5) Display at least six newspaper or magazine clippings on environment problems.

I can not help but think how easy it would be to compete that last requirement with all the oil leaking into the Gulf of Mexico at the moment, and all the talk about global warming.

Learning to cook is an important part of the Boy Scout program. After all, a hot meal on a cool damp camping weekend helps to brighten the day. Besides, I do not know many teenage boys who do not like to eat. Learning to prepare the food is a skill that will serve a Scout well as he grows older and leaves home and his mother’s home cooked meals. Boy Scouting can help him learn how to cook more than a frozen pizza or canned soup.

The Cooking Skill Award was a popular belt loop for Boy Scouts to earn during the 1970′s through the 1980′s. I am sure that part of that popularity was due to the fact that the skill award was required to earn the First Class Rank. The award not only taught a boy how to cook, but also fire building skills and safety skills using tools like pocket knives, axes, and saws. The requirements for the Cooking Sill Award were:

1) Show you know how to buy food by doing the following:
a. Plan a balanced menu for three meals – breakfast, lunch, and supper.
b. Make a food list based on your plan for a patrol of eight Scouts.
c. Visit a grocery store and price your food list.
d. Figure out what the cost for each Scout would be.

2) Sharpen a knife and an ax properly and gives rules for their safe use.

3) Use a knife, ax, and saw correctly to prepare tinder, kindling, and firewood.

4) a. Locate and prepare a suitable fire site.
b. Build and light a cooking fire using not more than two matches.

5) a. In the outdoors, cook, without utensils, a simple meal. Use raw meat (or fish or poultry) and at least one raw vegetable, and bread (twist or ashbread).
b. In the outdoors, prepare, from raw, dried, or dehydrated food, for yourself and two others: (1) A complete breakfast of fruit, hot cooked cereal, hot beverage, and meat and eggs (or pancakes), and (2) A complete dinner or supper of meat (or fish or poultry), at least one vegetable, dessert, and bread (biscuit or bannock).

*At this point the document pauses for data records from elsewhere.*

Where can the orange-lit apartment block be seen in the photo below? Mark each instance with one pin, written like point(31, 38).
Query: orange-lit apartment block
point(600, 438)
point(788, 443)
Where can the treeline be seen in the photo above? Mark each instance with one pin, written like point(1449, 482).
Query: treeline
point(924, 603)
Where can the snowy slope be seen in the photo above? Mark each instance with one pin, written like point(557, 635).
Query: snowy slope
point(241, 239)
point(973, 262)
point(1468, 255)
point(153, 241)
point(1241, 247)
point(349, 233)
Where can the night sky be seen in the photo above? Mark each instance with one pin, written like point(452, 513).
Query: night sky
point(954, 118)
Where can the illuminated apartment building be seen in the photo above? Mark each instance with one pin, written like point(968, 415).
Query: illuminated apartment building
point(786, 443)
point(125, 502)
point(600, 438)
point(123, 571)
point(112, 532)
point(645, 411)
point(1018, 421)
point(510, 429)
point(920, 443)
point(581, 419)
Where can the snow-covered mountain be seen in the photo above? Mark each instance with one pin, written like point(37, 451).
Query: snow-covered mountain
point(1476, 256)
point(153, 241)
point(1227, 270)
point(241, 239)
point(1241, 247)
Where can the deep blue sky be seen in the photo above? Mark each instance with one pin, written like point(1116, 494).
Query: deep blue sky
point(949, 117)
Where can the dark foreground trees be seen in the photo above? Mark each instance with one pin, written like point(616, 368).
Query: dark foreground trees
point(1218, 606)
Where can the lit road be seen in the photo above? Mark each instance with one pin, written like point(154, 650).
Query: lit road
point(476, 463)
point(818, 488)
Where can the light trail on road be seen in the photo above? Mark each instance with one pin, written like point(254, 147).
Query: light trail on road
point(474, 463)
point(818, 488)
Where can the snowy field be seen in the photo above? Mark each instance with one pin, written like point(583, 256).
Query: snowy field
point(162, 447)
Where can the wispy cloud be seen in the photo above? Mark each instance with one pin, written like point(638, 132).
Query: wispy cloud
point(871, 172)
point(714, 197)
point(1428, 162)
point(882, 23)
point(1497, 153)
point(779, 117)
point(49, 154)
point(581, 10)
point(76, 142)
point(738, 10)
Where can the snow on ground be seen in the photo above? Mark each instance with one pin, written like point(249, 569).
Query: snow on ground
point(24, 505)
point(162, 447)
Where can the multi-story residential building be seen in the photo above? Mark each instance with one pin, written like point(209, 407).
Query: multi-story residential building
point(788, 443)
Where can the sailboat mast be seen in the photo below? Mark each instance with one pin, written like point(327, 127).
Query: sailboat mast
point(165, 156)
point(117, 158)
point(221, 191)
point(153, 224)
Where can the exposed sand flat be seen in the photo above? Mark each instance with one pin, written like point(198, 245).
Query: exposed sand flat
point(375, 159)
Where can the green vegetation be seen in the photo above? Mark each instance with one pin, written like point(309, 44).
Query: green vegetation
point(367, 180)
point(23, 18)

6) After each cooking, properly dispose of garbage, clean utensils, and leave a clean cooking area.

Does conservation come to mind when you think about Boy Scouting? It probably does to most people. Conservation has been a part of the Boy Scout program since its beginning in 1910, one hundred years ago. What we think about conservation has changed somewhat as a society and Scouting has been right there to lead the way among our youth.

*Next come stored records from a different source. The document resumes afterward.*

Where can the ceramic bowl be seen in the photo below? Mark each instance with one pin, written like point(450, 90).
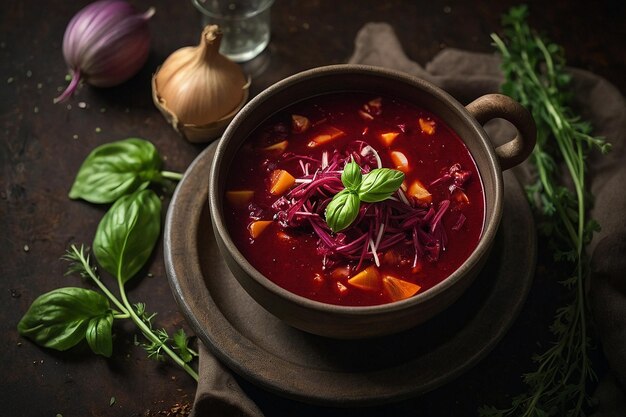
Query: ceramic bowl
point(363, 322)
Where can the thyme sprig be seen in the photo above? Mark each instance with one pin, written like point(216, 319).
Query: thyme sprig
point(536, 76)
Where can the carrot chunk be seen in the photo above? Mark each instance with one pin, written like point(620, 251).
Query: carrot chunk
point(299, 123)
point(283, 237)
point(281, 181)
point(239, 198)
point(419, 192)
point(365, 116)
point(391, 257)
point(398, 289)
point(257, 227)
point(375, 106)
point(367, 279)
point(388, 138)
point(427, 126)
point(341, 289)
point(341, 272)
point(400, 161)
point(329, 134)
point(318, 281)
point(277, 147)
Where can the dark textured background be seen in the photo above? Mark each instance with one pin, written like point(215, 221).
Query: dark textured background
point(43, 144)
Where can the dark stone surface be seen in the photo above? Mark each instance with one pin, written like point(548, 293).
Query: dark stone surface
point(42, 146)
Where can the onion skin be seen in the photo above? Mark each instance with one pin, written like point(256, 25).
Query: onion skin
point(105, 44)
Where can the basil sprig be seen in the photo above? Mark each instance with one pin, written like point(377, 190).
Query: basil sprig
point(118, 168)
point(127, 234)
point(377, 185)
point(125, 239)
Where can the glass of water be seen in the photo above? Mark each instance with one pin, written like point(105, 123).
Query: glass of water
point(245, 25)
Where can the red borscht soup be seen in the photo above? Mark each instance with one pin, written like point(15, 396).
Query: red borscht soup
point(290, 168)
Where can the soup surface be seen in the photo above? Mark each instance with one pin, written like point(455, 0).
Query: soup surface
point(289, 169)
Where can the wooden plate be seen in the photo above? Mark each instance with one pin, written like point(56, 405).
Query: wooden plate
point(313, 369)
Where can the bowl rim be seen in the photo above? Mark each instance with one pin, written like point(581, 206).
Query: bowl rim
point(490, 225)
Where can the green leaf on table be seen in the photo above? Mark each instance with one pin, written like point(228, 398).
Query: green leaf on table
point(116, 169)
point(59, 319)
point(99, 334)
point(128, 233)
point(342, 210)
point(379, 184)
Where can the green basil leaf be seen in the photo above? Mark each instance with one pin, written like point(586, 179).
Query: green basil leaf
point(342, 210)
point(351, 176)
point(58, 319)
point(127, 234)
point(379, 184)
point(115, 169)
point(99, 335)
point(181, 342)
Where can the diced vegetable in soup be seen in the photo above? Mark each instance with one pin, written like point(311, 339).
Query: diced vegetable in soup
point(291, 167)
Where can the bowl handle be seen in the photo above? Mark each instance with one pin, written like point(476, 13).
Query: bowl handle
point(498, 106)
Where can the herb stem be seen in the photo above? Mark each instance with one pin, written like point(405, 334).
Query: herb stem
point(149, 334)
point(89, 270)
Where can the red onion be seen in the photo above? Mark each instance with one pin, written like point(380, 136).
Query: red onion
point(105, 44)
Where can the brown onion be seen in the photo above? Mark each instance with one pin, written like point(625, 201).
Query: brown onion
point(105, 44)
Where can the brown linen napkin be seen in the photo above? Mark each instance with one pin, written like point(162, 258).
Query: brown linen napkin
point(467, 76)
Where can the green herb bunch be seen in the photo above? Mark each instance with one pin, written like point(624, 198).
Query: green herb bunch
point(536, 76)
point(118, 172)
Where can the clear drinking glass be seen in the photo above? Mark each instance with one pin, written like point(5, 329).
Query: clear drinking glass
point(244, 23)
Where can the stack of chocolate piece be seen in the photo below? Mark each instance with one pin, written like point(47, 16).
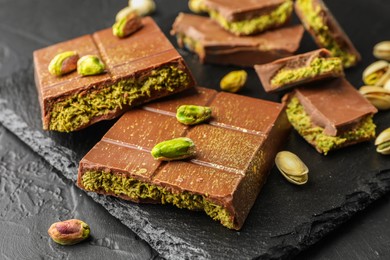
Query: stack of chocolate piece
point(239, 32)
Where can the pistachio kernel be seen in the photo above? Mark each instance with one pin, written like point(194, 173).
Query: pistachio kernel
point(192, 114)
point(374, 73)
point(90, 65)
point(377, 96)
point(234, 81)
point(69, 232)
point(174, 149)
point(197, 6)
point(63, 63)
point(382, 50)
point(142, 7)
point(291, 167)
point(382, 142)
point(127, 25)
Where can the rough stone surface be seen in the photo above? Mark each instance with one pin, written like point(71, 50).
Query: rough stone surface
point(285, 219)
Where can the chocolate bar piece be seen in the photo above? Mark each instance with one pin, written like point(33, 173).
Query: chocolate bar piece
point(248, 17)
point(299, 69)
point(234, 154)
point(139, 68)
point(331, 115)
point(214, 45)
point(326, 31)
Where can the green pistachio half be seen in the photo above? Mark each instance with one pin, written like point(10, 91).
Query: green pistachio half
point(377, 96)
point(192, 114)
point(382, 50)
point(127, 25)
point(382, 142)
point(292, 167)
point(69, 232)
point(174, 149)
point(63, 63)
point(374, 73)
point(234, 81)
point(90, 65)
point(142, 7)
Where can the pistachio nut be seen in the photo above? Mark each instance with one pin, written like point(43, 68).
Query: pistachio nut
point(373, 74)
point(382, 142)
point(90, 65)
point(382, 50)
point(174, 149)
point(142, 7)
point(123, 13)
point(377, 96)
point(63, 63)
point(127, 25)
point(69, 232)
point(192, 114)
point(234, 81)
point(292, 167)
point(387, 85)
point(197, 6)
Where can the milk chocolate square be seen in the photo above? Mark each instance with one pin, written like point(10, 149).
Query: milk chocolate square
point(235, 151)
point(139, 68)
point(215, 45)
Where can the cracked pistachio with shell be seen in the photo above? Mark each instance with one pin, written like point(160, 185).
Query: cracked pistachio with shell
point(292, 167)
point(69, 232)
point(382, 142)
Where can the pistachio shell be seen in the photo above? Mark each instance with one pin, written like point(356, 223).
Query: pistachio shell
point(383, 142)
point(374, 72)
point(382, 50)
point(291, 167)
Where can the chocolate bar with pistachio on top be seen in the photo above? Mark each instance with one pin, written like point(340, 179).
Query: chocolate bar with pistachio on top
point(139, 68)
point(248, 17)
point(299, 69)
point(234, 153)
point(330, 115)
point(215, 45)
point(326, 31)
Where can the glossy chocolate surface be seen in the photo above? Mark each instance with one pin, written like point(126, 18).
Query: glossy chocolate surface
point(334, 105)
point(235, 150)
point(267, 71)
point(131, 57)
point(233, 10)
point(221, 47)
point(336, 31)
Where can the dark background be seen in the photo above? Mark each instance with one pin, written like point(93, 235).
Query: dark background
point(34, 194)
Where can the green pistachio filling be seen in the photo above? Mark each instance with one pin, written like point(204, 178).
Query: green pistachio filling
point(317, 67)
point(258, 24)
point(74, 112)
point(300, 120)
point(122, 185)
point(315, 21)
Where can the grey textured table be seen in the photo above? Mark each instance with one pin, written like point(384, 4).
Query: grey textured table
point(34, 194)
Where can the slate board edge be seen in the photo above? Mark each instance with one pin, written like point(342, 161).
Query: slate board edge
point(175, 248)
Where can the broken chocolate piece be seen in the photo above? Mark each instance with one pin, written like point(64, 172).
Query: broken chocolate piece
point(214, 45)
point(326, 31)
point(330, 115)
point(299, 69)
point(139, 68)
point(248, 17)
point(234, 154)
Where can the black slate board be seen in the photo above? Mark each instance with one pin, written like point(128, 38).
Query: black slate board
point(285, 218)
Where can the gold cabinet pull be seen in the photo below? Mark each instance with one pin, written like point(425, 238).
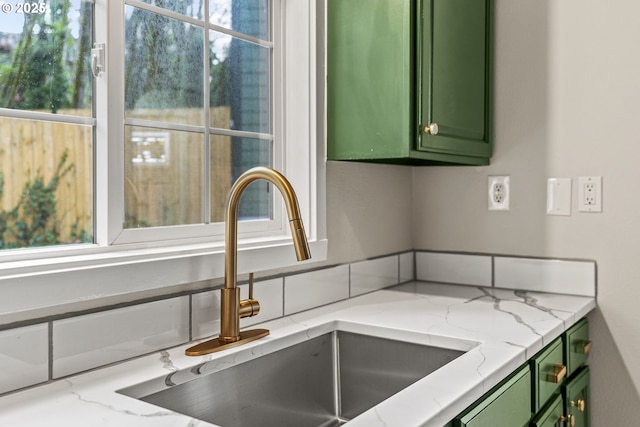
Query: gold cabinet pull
point(569, 419)
point(580, 404)
point(432, 129)
point(557, 374)
point(586, 347)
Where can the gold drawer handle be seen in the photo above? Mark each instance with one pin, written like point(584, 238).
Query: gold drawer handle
point(580, 404)
point(558, 373)
point(569, 419)
point(432, 129)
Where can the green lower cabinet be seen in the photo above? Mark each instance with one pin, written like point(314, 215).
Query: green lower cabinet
point(548, 373)
point(509, 405)
point(577, 403)
point(577, 346)
point(552, 415)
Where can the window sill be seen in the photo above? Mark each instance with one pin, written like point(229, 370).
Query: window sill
point(35, 290)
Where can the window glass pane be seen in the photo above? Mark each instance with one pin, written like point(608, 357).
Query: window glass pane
point(193, 8)
point(249, 17)
point(163, 69)
point(240, 80)
point(46, 183)
point(234, 156)
point(163, 177)
point(45, 56)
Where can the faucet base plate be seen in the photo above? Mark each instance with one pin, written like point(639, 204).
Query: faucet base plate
point(215, 345)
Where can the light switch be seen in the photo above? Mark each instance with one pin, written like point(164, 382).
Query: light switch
point(559, 196)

The Conservation Skill Award of the 1970-1980′s was a great example of the Boy Scouting program teaching these principles. Unfortunately, many of these requirements were not kept in the newer rank program. The requirements for this skill award were:

1) Show by what you do that you follow the Outdoor Code when you are in the outdoors.

2) a. Explain the main causes and effects of water pollution. Tell how we can have clean water.
b. Explain the main causes and effects of air pollution. Tell how we can have clean air.

3) a. Make a list of present major sources of energy and the major alternate sources.
b. Make a list of ten ways in which you and your family can save energy.

4) a. Take a walk around where you live for two hours and make two lists related to conservation. List things that please you. List things that you feel should be improved.
b. Plan and carry out your own conservation project. Get it approved by your patrol leader before you start.

5) Take part in one or more of these projects with you patrol or another Scout:
a. Clean up a roadside, picnic ground, vacant lot, stream, lake shore, or ocean beach.
b. Work on erosion control of a stream bank, gully, or trail.
c. Plant trees, do forest improvement, or insect control.
d. Improve backyard or other wildlife habitat.
e. Help with energy conservation.

This was a great skill for teaching conservation. It would have been nice to see more of it kept when the advancement program changed.